The background to the employment incentive is that millions of young South Africans are excluded from economic activity, and as a result suffer disproportionately from unemployment, discouragement and economic marginalisation. High youth unemployment means young people are not gaining the skills or experience needed to drive the economy forward. This lack of skills can have long-term adverse effects on the economy.

In South Africa’s labour market, the current lack of skills and experience as well as perceptions regarding the restrictiveness of labour regulations make some prospective employers reluctant to hire youth.

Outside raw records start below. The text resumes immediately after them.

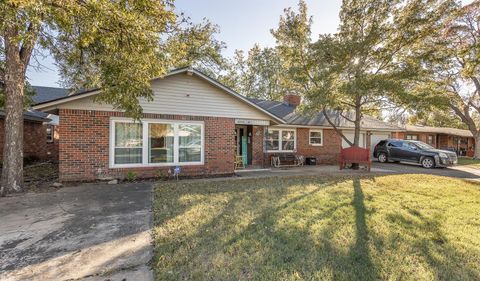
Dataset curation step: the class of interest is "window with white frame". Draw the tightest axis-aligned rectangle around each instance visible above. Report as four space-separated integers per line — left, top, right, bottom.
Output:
309 130 323 146
265 129 296 151
110 119 204 166
47 125 55 143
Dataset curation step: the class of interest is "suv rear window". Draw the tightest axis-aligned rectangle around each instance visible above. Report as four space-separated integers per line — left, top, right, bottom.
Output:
377 140 387 146
388 141 402 147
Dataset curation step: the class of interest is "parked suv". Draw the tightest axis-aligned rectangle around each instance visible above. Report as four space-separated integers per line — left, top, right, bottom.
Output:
373 139 457 169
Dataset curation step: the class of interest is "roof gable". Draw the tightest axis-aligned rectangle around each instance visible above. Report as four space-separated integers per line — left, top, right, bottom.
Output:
33 68 284 123
250 99 404 131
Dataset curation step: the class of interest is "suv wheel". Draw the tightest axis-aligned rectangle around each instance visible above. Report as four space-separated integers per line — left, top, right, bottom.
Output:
378 152 388 163
422 157 435 169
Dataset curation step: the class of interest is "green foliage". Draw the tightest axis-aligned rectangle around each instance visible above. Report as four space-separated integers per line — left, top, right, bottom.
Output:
412 1 480 141
229 44 289 100
125 171 137 181
408 109 468 129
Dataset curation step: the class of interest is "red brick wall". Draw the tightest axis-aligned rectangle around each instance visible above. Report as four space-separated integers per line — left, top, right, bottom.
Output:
0 119 49 160
297 128 342 164
45 126 60 163
59 109 235 181
265 128 342 165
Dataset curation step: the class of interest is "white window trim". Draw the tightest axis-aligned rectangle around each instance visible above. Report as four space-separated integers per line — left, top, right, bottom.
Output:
108 117 205 169
265 128 297 153
46 124 55 143
308 129 323 146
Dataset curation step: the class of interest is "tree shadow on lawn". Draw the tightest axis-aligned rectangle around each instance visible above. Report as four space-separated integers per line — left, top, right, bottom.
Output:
153 174 478 280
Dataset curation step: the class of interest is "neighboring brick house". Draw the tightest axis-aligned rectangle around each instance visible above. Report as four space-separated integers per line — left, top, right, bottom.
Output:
394 125 475 157
34 68 401 181
0 111 51 161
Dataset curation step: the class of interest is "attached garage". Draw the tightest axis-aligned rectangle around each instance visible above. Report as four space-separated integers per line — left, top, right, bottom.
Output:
370 132 390 154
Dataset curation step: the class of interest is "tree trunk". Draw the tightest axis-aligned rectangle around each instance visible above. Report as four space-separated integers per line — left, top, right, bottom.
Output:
0 31 26 196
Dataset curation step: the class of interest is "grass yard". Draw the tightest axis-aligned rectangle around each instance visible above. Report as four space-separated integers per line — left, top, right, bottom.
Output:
152 175 480 280
458 157 480 168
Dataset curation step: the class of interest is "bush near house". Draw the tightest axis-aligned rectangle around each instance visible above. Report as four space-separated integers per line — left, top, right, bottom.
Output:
153 175 480 280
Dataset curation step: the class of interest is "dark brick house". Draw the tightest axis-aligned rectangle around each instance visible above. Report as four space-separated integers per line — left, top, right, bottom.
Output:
34 68 402 181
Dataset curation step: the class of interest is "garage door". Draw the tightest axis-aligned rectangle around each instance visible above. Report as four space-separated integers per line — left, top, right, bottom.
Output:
370 132 390 153
342 132 365 148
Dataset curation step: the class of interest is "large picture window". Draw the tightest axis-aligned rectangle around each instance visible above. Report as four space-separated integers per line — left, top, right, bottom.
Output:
114 123 143 164
265 129 296 152
110 119 204 167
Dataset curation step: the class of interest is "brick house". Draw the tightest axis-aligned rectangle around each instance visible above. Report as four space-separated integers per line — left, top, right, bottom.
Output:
34 68 402 181
0 111 55 161
393 125 475 157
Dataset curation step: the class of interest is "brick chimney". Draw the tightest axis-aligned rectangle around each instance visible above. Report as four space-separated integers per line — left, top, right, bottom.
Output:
283 94 302 107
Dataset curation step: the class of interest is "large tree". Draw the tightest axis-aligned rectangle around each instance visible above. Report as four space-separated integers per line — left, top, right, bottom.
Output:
228 44 288 100
272 0 454 146
0 0 218 195
416 0 480 155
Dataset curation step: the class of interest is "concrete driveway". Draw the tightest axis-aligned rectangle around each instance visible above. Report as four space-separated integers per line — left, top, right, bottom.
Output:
237 161 480 181
0 183 153 280
372 162 480 180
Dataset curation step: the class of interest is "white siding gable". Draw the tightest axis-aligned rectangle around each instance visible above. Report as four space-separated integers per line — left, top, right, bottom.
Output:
58 74 272 120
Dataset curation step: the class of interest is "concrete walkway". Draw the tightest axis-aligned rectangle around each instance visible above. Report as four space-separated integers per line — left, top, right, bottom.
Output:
236 162 480 181
0 183 153 280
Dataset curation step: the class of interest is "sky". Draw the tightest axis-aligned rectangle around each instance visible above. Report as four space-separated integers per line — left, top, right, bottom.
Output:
27 0 471 87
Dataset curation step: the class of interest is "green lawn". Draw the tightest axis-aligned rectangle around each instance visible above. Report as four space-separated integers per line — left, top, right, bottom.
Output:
152 175 480 280
458 157 480 168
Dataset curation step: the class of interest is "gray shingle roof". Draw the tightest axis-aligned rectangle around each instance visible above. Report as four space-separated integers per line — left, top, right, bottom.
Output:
0 110 51 122
32 86 69 104
250 99 404 131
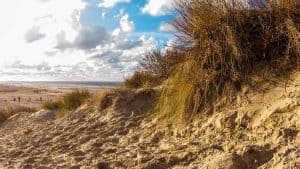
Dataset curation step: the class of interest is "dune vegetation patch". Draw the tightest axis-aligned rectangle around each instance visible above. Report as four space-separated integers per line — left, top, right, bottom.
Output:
125 0 300 121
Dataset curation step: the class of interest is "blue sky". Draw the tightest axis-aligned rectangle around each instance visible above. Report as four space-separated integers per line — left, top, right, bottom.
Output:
81 0 175 45
0 0 175 81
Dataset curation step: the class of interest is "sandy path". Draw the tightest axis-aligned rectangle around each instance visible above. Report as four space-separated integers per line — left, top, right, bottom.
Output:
0 75 300 169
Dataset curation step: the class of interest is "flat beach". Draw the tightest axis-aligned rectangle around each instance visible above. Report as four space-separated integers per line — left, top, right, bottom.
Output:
0 84 67 109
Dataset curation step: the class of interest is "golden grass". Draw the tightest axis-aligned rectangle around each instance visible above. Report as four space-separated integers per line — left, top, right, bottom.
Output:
133 0 300 122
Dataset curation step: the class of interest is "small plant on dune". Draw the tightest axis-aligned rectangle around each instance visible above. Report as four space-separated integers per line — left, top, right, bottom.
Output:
0 106 37 123
42 100 63 110
135 0 300 120
62 90 91 110
124 49 184 89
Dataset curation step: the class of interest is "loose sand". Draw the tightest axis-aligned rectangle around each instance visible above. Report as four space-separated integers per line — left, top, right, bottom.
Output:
0 84 66 109
0 73 300 169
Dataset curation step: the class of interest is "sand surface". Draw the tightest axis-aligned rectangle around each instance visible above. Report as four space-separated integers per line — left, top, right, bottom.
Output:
0 84 67 109
0 73 300 169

Given that the private sector contributes about 82 per cent towards Gross Domestic Product and employs over 70 per cent of those in formal employment outside of agriculture, it is critical that the sector be involved in order to have the biggest impact on joblessness.

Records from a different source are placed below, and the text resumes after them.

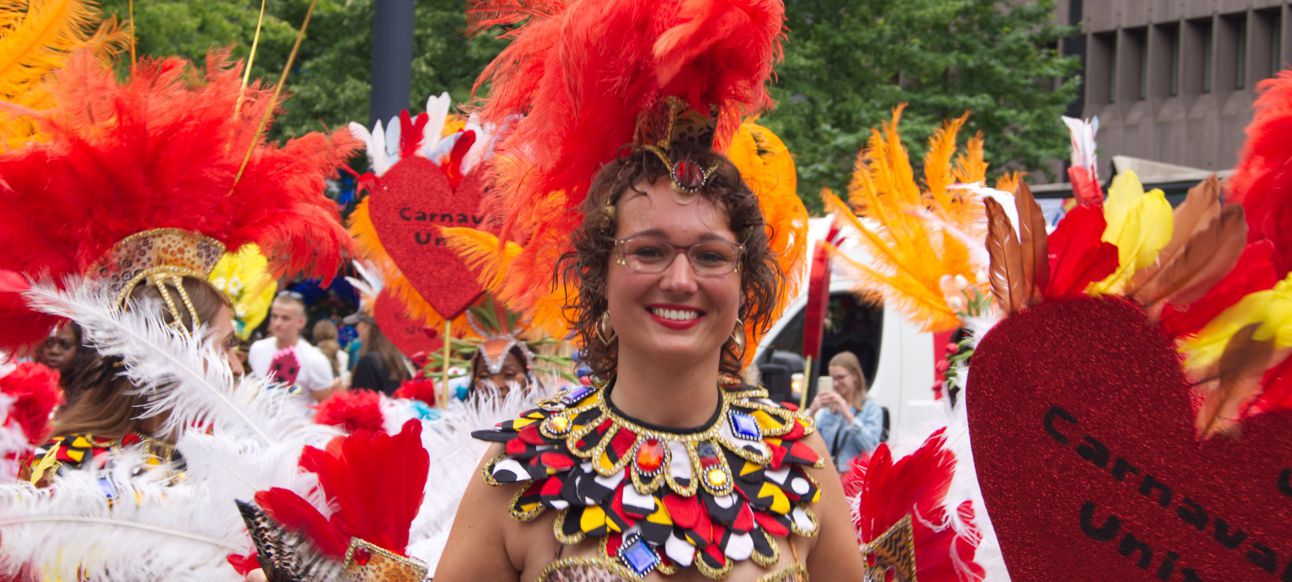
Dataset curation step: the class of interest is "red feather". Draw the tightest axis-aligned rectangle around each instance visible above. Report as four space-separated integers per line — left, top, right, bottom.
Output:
301 419 429 555
1227 70 1292 277
256 488 350 559
0 362 63 445
1044 206 1118 299
1244 357 1292 416
395 378 435 406
1067 166 1103 208
0 53 359 345
468 0 784 307
804 243 829 360
314 389 384 433
1159 241 1279 338
844 429 986 582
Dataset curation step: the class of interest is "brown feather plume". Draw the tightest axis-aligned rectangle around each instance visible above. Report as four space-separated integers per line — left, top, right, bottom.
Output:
1196 323 1274 438
1014 182 1049 307
1127 204 1247 308
1125 176 1221 295
983 198 1032 317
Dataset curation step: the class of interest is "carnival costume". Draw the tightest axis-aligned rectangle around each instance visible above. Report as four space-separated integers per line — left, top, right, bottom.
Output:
0 21 441 571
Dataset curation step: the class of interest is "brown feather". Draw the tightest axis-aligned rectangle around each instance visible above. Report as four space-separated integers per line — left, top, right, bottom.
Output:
983 198 1031 317
1196 323 1274 438
1014 182 1049 307
1125 176 1221 295
1128 204 1247 308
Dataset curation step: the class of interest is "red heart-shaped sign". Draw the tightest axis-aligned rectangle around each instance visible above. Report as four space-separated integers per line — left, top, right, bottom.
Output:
368 156 485 319
965 297 1292 581
372 292 444 358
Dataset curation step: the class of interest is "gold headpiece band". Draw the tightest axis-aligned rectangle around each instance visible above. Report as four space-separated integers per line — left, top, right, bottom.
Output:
89 228 225 334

The incentive seeks to do exactly this.To reduce youth unemployment, Government wishes to implement an incentive mainly aimed at encouraging employers to hire young and less experienced work seekers, as stated in the National Development Plan.

The incentive is one among many under the umbrella of Government's National Youth Accord, which outlines a programme of action to address youth unemployment.Commitment 6 under the Accord calls for the development of support and incentive mechanisms to expand the intake of young workers by the private sector.

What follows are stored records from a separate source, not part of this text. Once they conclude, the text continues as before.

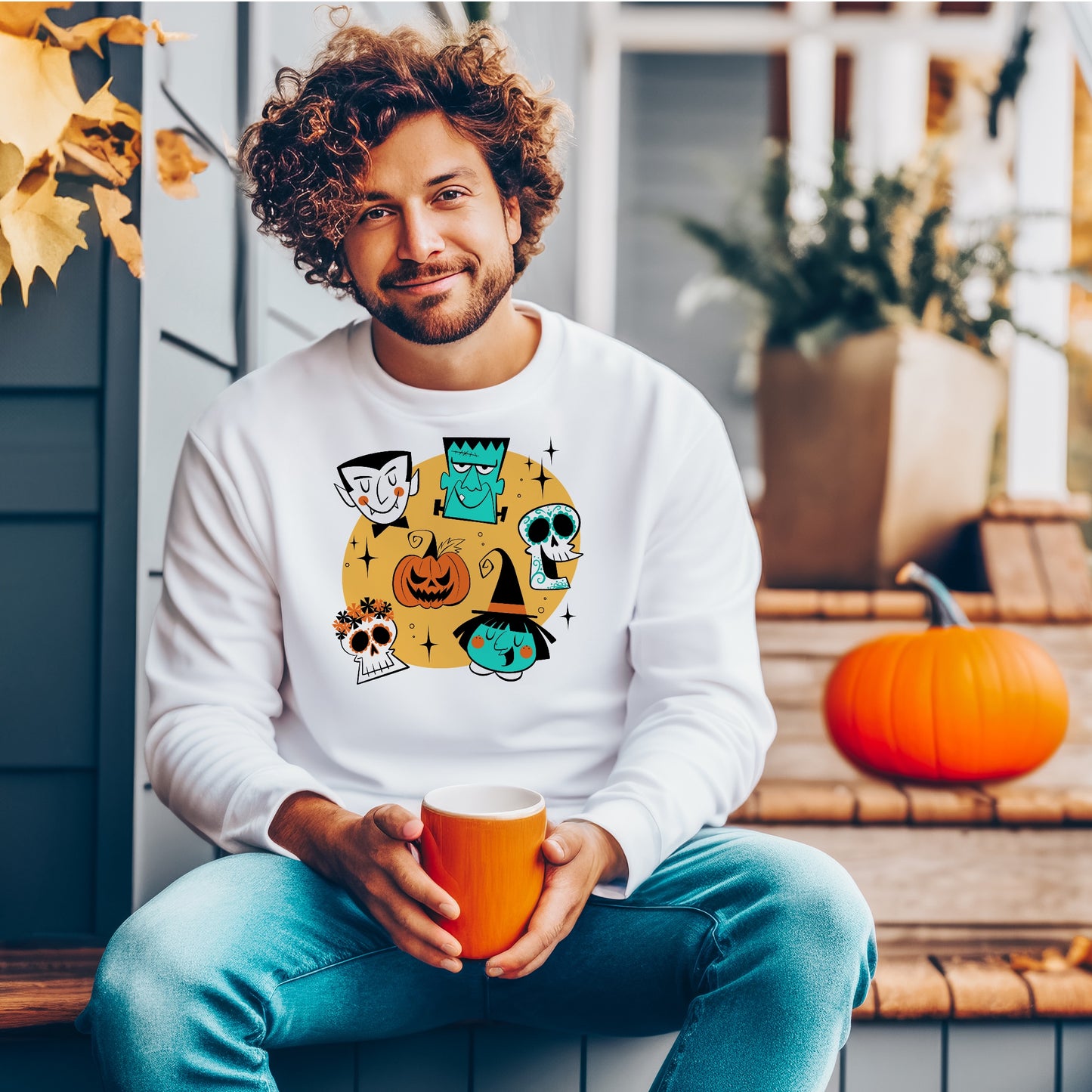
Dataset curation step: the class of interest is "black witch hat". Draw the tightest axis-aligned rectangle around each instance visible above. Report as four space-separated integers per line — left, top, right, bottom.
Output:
452 547 555 660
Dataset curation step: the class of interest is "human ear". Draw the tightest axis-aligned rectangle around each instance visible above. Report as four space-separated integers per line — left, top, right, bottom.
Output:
503 196 523 247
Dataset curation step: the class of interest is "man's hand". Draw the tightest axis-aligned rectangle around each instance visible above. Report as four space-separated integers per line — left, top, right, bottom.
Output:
270 793 463 972
486 819 626 979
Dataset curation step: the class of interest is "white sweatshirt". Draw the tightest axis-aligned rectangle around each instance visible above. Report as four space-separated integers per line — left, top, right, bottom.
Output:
145 302 775 898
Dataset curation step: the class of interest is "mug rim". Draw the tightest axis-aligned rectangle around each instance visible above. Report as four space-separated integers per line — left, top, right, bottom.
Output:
420 782 546 819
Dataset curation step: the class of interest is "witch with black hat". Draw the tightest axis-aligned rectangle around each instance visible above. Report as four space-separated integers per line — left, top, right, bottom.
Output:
452 548 555 682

This incentive will complement existing government programmes, such as the Expanded Public Works Programme and Community Work Programme, skills development under the auspices of the Further Education and Training colleges, the Sector Education and Training Authorities, the National Skills Fund and programmes that support enterprise development under the Industrial Policy Action Plan.

An incentive aimed at youth employment could have significant advantages, and would form part of a holistic programme of policies to address the causes and consequences of youth unemployment. The incentive is meant to stimulate demand for young workers but could not possibly address all structural issues in the youth labour market.

The first phase of the incentive is intended to be simple and easy to implement, using existing tax administration platforms. National Treasury and the South African Revenue Service will monitor the incentive closely to evaluate the impact. After a review of the effectiveness and impact of the incentive after two years, the second phase could include additional policy features and possible refinement.

The incentive is expected to commence on 1 January 2014. Employers will be able to claim the incentive for employment that commences after 1 October 2013.The draft Bill and explanatory memorandum can be found on the National Treasury (www.treasury.gov.za) or SARS (www.sars.gov.za) websites.

Whilst the Standing Committee on Finance is expected to announce its process for considering this Bill, including taking public comments and having hearings, written comments should also be submitted to the National Treasury by the close of business on Friday, 11 October 2013.

Thereafter, National Treasury will revise the bill to take into account the comments received, including those to Parliament and in the hearings to be convened by Parliament. The revised Bill will then be introduced in Parliament in late October for the formal parliamentary legislative process, in accordance with the Money Bills Amendment Procedure and Related Matters Act, 2009.

Please forward written comments to employment.incentive@treasury.gov.za and acollins@sars.gov.za by the close of business on Friday, 11 October 2013.

The following documents are available electronically:
• The draft Employment Tax Incentive Bill (Annexure A). This is the proposed legislation that will enact the incentive.
• The draft Explanatory Memorandum (Annexure B). This provides an explanation of the legislation in plain language.
• Frequently asked questions sheet (Annexure C). This gives a non-technical overview of characteristics of the incentive.